BC originated the research question for the study, conducted the analysis for the SRRSH data, and provided critical review and revision of the manuscript. KE wrote the initial manuscript based on the analysis performed by BC, and continued to provide critical review during subsequent revisions. NS provided critical comments on the analysis and manuscript. HL collected the SRRSH data and provided comments on the analysis and the manuscript. JW collected the SPH data and conducted the analysis thereon, as well as provided comments on the manuscript. All authors read and approved the final manuscript.
Brian Chen, JD, PhD
As an applied economist, Dr. Chen’s research focuses on the impact of incentives in health care organizations on provider and patient behavior. For his dissertation, Chen empirically examined how vertical integration and prohibition against self-referrals affected physician prescribing behavior. His job market paper was selected for presentation at the American Law and Economics Association’s Annual Meeting, the Academy of Management, the Canadian Law and Economics Association, the Conference on Empirical Legal Studies, and the First Annual Conference on Empirical Health Law and Policy at Georgetown Law Center in 2009. The paper was also nominated for best paper based on a dissertation at the Academy of Management.
Karen Eggleston, PhD
Karen Eggleston is director of the Walter S. Shorenstein Asia Pacific Research Center’s Asia Health Policy Program at Stanford University.
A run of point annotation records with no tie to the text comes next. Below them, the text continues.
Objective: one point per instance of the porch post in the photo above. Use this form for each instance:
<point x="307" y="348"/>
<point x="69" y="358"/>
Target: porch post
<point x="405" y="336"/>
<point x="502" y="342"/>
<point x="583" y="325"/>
She is also a fellow at Stanford’s Center for Health Policy/Primary Care and Outcomes Research (CHP/PCOR), and a Faculty Research Fellow of the National Bureau of Economic Research (NBER). Her research focuses on comparative healthcare systems and health reform in Asia, especially China; government and market roles in the health sector; payment incentives; healthcare productivity; and the economics of the demographic transition. Eggleston teaches through Stanford’s East Asian studies program and is also affiliated with Stanford’s public policy program.
Nilay Shah, PhD
Dr. Shah’s research is focused on studying and improving the health care delivery system. Dr. Shah has an ongoing research agenda for evaluating alternative models of chronic disease care delivery, medication adherence in chronic disease, policy implications of shared decision making and disparities in care. Other areas of ongoing research include optimizing treatment decisions in diabetes, decision analytic modeling of diagnostic strategies across a spectrum of diseases, evaluating the evidence base for quality measurement. Dr. Shah also has extensive experience working with large databases such as the Medical Expenditure Panel Survey (MEPS), National Ambulatory Medical Care Survey (NAMCS), and various payer and provider-based administrative data. Dr. Shah also has extensive experience with and continues to work on various topics related to pharmaceutical policy.
Hong Li, MD
Professor Li graduated from Zhejiang University School of Medicine (formerly Zhejiang Medical University) in 1982 and worked in the First Affiliated Hospital of Zhejiang University School of Medicine after graduation. She received her Master degree of Endocrine and Metabolic Diseases from Zhejiang University School of Medicine in 1989. She transferred to Sir Run Run Shaw Hospital, Zhejiang University School of Medicine in Nov. 2006. Li has received trainings at Harvard University Joslin Diabetes Center in the United States (Mar. 2003) and was a visiting scholar/visiting professor at Luebeck Medical University in Germany (1991–1992) as well as several universities in the United States, including Loma Linda University, Mayo Clinic, MD Anderson Cancer Center and Johns Hopkins University School of Medicine. Li was elected master instructor in 1996, and elected PhD supervisor in 2004. She has trained 40 graduate students and 6 Ph.D. students.
Jian Wang, PhD
Dr. Wang teaches at Shandong University’s Center for Health Management and Policy. He received his B.A. degree for Public Health from Shandong Medical University in 1993, a Master’s Degree for Health Statistics from Shandong Medical University in 1996, and a Doctoral Degree for Epidemiology from Shandong University from 2002. His research interests include Health Management, Health Policy, Health Economic and Social Medicine.